El giro macro de la política económica derrama en la realidad micro de los trabajadores y sus familias. El reequilibrio
de la relación-capital trabajo no es una abstracción; es un dato concreto que se refleja en la vida cotidiana. El aumento
del desempleo, la persistencia de un amplio sector en negro y la debilidad sindical significan también trabajadores más
temerosos y por lo tanto más proclives a aceptar una baja de salarios, el pase a la informalidad o vacaciones anticipadas.
Este nuevo contexto regresivo, que no fue producto de un golpe de Estado sino de una elección perfectamente
democrática, se sobreimprime sobre la crisis del mundo laboral analizada más arriba. Y profundiza, aquí como en el
Norte desarrollado, la fractura entre una elite primermundizada y cosmopolita que “disfruta de su trabajo”, para la que
el gobierno macrista ha elaborado un discurso motivacional con apelaciones de autosuperación, y un amplio
contingente suburbanizado y hundido, que mira a Cristina.

1. Jeremy Rifkin, El fin del trabajo. Nuevas tecnologías contra puestos de trabajo: el nacimiento de una nueva era,
Paidós, 2004.

2. “Made in China”, The Economist, 12-3-15.

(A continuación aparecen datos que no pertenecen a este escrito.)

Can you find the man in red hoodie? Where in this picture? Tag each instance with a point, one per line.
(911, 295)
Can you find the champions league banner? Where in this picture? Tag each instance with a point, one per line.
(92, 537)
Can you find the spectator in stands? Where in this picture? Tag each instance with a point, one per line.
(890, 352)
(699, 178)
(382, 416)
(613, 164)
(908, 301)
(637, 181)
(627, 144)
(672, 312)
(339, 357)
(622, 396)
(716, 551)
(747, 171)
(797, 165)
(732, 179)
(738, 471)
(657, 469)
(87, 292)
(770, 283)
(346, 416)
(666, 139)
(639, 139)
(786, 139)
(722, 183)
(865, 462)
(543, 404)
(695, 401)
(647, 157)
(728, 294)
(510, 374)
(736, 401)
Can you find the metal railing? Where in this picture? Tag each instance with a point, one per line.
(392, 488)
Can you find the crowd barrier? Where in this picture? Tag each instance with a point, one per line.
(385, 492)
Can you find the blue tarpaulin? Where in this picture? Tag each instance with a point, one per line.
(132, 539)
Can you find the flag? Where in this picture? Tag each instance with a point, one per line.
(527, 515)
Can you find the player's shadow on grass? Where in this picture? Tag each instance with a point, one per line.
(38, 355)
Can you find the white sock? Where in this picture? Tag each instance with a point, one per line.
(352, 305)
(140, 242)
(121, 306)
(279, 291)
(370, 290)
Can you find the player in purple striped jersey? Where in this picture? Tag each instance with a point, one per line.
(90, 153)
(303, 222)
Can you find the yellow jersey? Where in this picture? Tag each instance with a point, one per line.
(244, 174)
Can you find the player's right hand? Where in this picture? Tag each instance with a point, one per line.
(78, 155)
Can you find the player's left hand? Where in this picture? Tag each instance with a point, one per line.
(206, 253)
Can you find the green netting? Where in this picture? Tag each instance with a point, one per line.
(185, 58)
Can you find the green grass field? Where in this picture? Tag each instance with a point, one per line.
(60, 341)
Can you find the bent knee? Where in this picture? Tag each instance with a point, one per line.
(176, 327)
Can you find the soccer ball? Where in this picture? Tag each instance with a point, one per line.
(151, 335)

3. Aníbal Pérez-Liñán, “¿Podrá la democracia sobrevivir al siglo XXI? ”, Nueva Sociedad, Nº 267, enero-febrero de
2017.

4. El ascenso de las incertidumbres. Trabajo, protecciones, estatuto del individuo, FCE, 2009.

5. Datos de CIFRA-CTA.

6. Adriana Marshall y Laura Perelman, “Cambios en los patrones de negociación colectiva en la Argentina y sus
factores explicativos”, Estudios Sociológicos, Vol. 22, N° 65, 2004.